Manufacturing takes off in India
Source:money.cnn.com

India is overcoming its reputation as an inefficient, low-quality producer and learning how to compete globally. Can it give China a run for the money?
The sleek, clean factory in the Delhi suburb of Noida seems more Taiwan than India. Engineers in white overalls and goggles watch over an automated production line that spits out four billion state-of-the-art DVDs and CDs a year. To get to the factory floor, you have to pass through three air-cleaning passages - a process that makes it clear you’re no longer in crowded, dirty Delhi.
This is not some futuristic vision of India. It’s the main factory of Moser Baer, a 24-year-old Indian company that was one of the first in the world to make high-definition DVDs and is now starting on flash memories and solar panels. And while not typical of most Indian factories, Moser Baer is one of a number of companies utilizing the same brainy ability that fueled the country’s IT boom to remake its manufacturing landscape.

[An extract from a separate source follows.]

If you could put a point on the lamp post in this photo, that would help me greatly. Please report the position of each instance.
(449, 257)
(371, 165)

The companies range from Bharat Forge, Bajaj, and Tata in the auto sector to Larsen & Toubro and Godrej & Boyce in specialist engineering, Ballapur Industries in paper, and others in pharmaceuticals and textiles, as well as Moser Baer. And they are showing that India is beginning to shrug off its reputation for appalling quality and reliability, and that it can compete internationally.

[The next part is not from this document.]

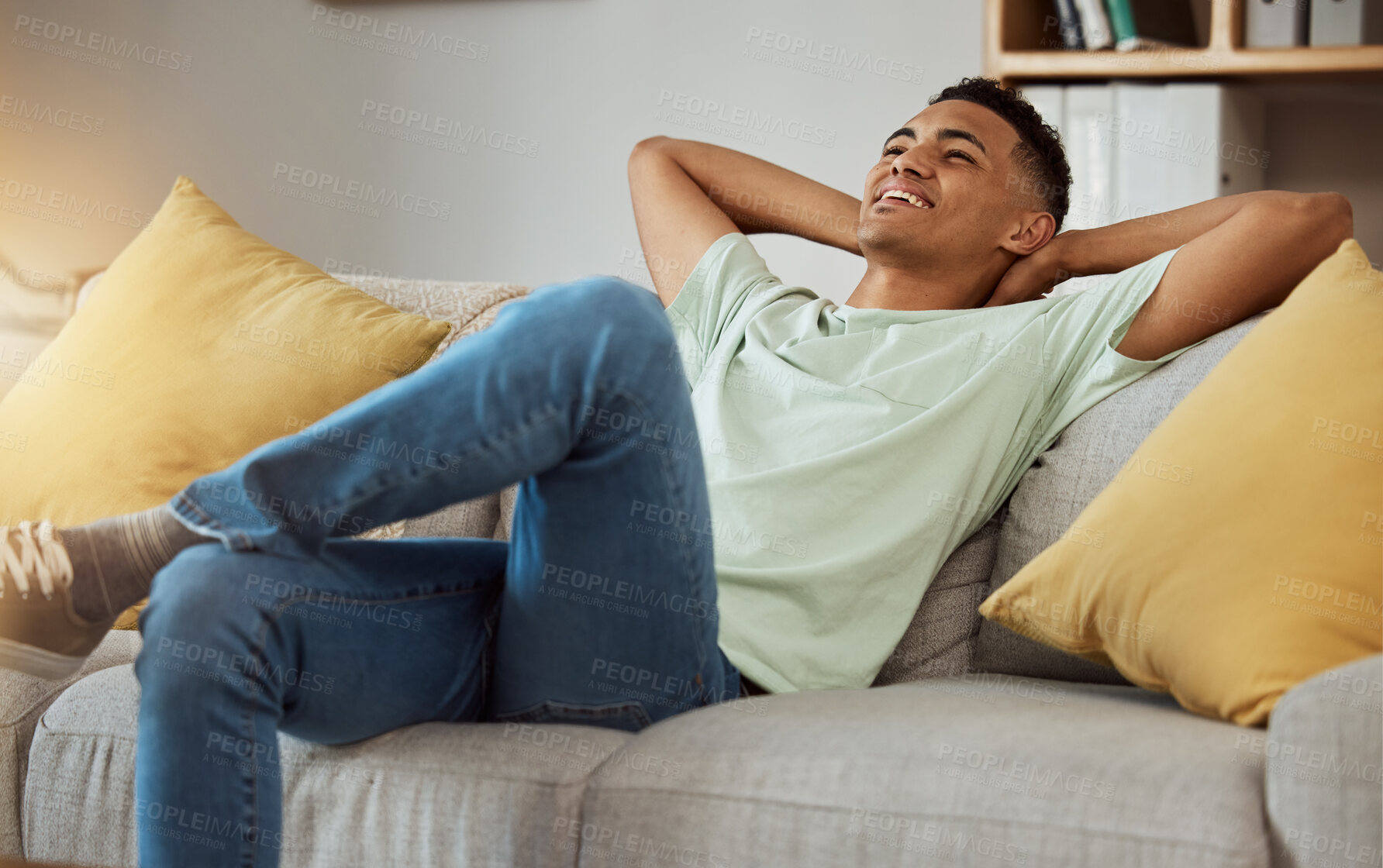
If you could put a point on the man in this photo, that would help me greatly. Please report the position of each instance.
(845, 450)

India is also emerging as an outsourcing design and production base for manufacturing, as it has been for software, with most of the world’s autos companies - and many others such as Finland’s Nokia (Charts) and Taiwan’s Foxconn in mobile phones - sourcing components and assembling products.
Another example of the future is Tata Technologies, a Tata group design house based in Pune that operates in 12 countries. It has been involved in the design of Tata Motors cars and vans but does 74% of its work for foreign clients, including Chrysler, General Motors (Charts, Fortune 500), Boeing (Charts, Fortune 500), and Airbus.